Contributed by Paula Perrin, Sr. Market Analyst, SHR

    Do you really need a dedicated RM?

    "Without a real revenue manager, we would have chaos. There are too many channels, group rates, and relationships out there to manage on our own."
    If you’re feeling the squeeze these days on your hotel budget, you’re not alone. According to the 2017 Lodging Technology Study, 48% of hotels around the globe will be upgrading their property management systems, 24% their central reservation systems, and 16% their revenue management systems. While having the right technology is crucial to growing and managing revenue, there is still the need for expert human interpretation and interaction with those technologies to make the most of what they can offer. This is where a professional, dedicated Revenue Manager (RM) can make the difference between merely surviving or thriving in your market.—Tim Reed, General Manager, El Tropicano Riverwalk Hotel

    El Tropicano Hotel

    Tim Reed, General Manager of El Tropicano Riverwalk Hotel, understands this well. After seven years of trying different strategies with uneven results, he knew he needed help and that, in his case, he wanted to go outside for that help to get a different perspective. “We had reached a point where we had become reactive to our market instead of proactive,” Tim said. The biggest question Tim faced is the same question every hotelier faces every day; how to deal with competition without ruining your ADR. With the help of his new RM, here’s what he learned.

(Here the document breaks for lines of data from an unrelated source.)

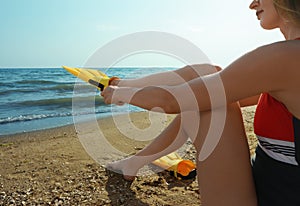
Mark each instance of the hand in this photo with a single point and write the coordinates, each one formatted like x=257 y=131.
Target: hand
x=110 y=97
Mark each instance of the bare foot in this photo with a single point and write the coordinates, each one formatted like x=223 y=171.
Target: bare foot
x=125 y=167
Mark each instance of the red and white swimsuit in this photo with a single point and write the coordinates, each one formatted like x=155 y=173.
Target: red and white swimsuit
x=278 y=131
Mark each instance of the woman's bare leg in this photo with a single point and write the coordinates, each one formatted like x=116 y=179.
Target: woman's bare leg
x=225 y=177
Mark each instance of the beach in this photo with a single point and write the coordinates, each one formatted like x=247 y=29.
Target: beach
x=51 y=167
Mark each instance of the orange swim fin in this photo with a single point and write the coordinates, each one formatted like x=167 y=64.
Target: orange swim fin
x=180 y=168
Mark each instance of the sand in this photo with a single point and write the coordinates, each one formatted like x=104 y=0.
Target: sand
x=51 y=167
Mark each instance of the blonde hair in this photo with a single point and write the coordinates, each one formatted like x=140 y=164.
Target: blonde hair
x=290 y=9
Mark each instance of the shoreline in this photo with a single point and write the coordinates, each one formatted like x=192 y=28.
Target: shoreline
x=52 y=167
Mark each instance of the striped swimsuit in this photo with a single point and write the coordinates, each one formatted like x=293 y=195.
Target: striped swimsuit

    Rate Dropping? Not So Fast

    It’s up to a smart revenue manager to do his or her homework when it comes to forecasting and understanding guest segments and who is reserving your rooms. A common challenge for hoteliers in our OTA-centric booking world is capturing guests within a very narrow window of time. “Our guests literally decide to come to the hotel on the spur of the moment,” Tim said. Because of this, opaque channels like Priceline and Hotwire can understandably become the norm for hotels instead of the exception. “Because of this, we had become obsessed with simply selling out,” he explained.

    What do you do if competitors are dropping rates? Even though it may be tempting, dropping your rates to simply to meet a competitor's can often be seen by the guest as a lack of rate integrity. It’s better to lower your rates only in the context of a special, limited-time value, like a “last minute discount” for instance.Booking Engine However you decide to frame it, be careful how low you go or you may find yourself competing with hotels not really in your market, hurting your branding in the long run. This is where focused reporting from your distribution technology can come in handy, especially as interpreted by a competent RM. With it, you’ll be able to see the big picture and head off unnecessary rate drops.

    The Power of Length-of-Stay

    Like many hoteliers, focusing attention on your peak nights, or even one day, is a common approach when it comes to ADR. You’re more likely, though, to have sustained growth when your overall revenue strategy focuses on length-of-stay restrictions. Say it’s New Year's Eve, and you want to be able to offer rooms to guests who want to stay beyond the holiday. Your RM might recommend setting your minimum at two nights. Or if you have a big group getting a substantial discount, a maximum stay restriction might be in order after considering how many rooms could be sold to other customers at higher rates. By using these types of strategies, you’re maximizing on both your shoulders and your peak dates. For Tim, this has made a huge difference in their outcomes from when they were only concerned with filling up. “Now we look at everything—our groups, rates, local demand generators, and the compression from big events,” he reported.

    Maximize Room Types, Raise Your ADR

    El Tropicano Hotel

    It’s important to analyze your room types to help raise your ADR. “We do 70% of our leisure business via the OTAs,” Tim said, “so we need to make the most of our rates.” For instance, you don’t want to be selling your Standard Room for the price of your competitor’s Deluxe Room. You need to see what your competitors are offering, adjusting as you go, and this includes seasonal changes, to see what rooms are selling when. Also, don’t forget the non-rate perks that can be perceived as room upgrades, such as late check-out, free breakfast, or other add-ons that matter to that guest or group.

    A Strategy for the Future

    The role of revenue management in today’s hospitality landscape has evolved into a vital and necessary aspect of the hotel business model, with the RM working side by side with management. And this is a very good thing. For Tim, the biggest difference in having a dedicated RM is the sense of control and security it provides, immediate and long-term. “Before our RM, we were only looking toward the end of each month. Now we’re looking a full six months out,” he said. “If it’s a Tuesday and I have 122 rooms to book by the weekend, I’m not worried anymore because we have a workable revenue strategy now.”

    The bottom line? By choosing a dedicated RM, you are really choosing to make the most of your hotel technology and your brand, ultimately delighting and building loyalty for your guests, helping you carve out—and keep—your rightful place in the hospitality landscape.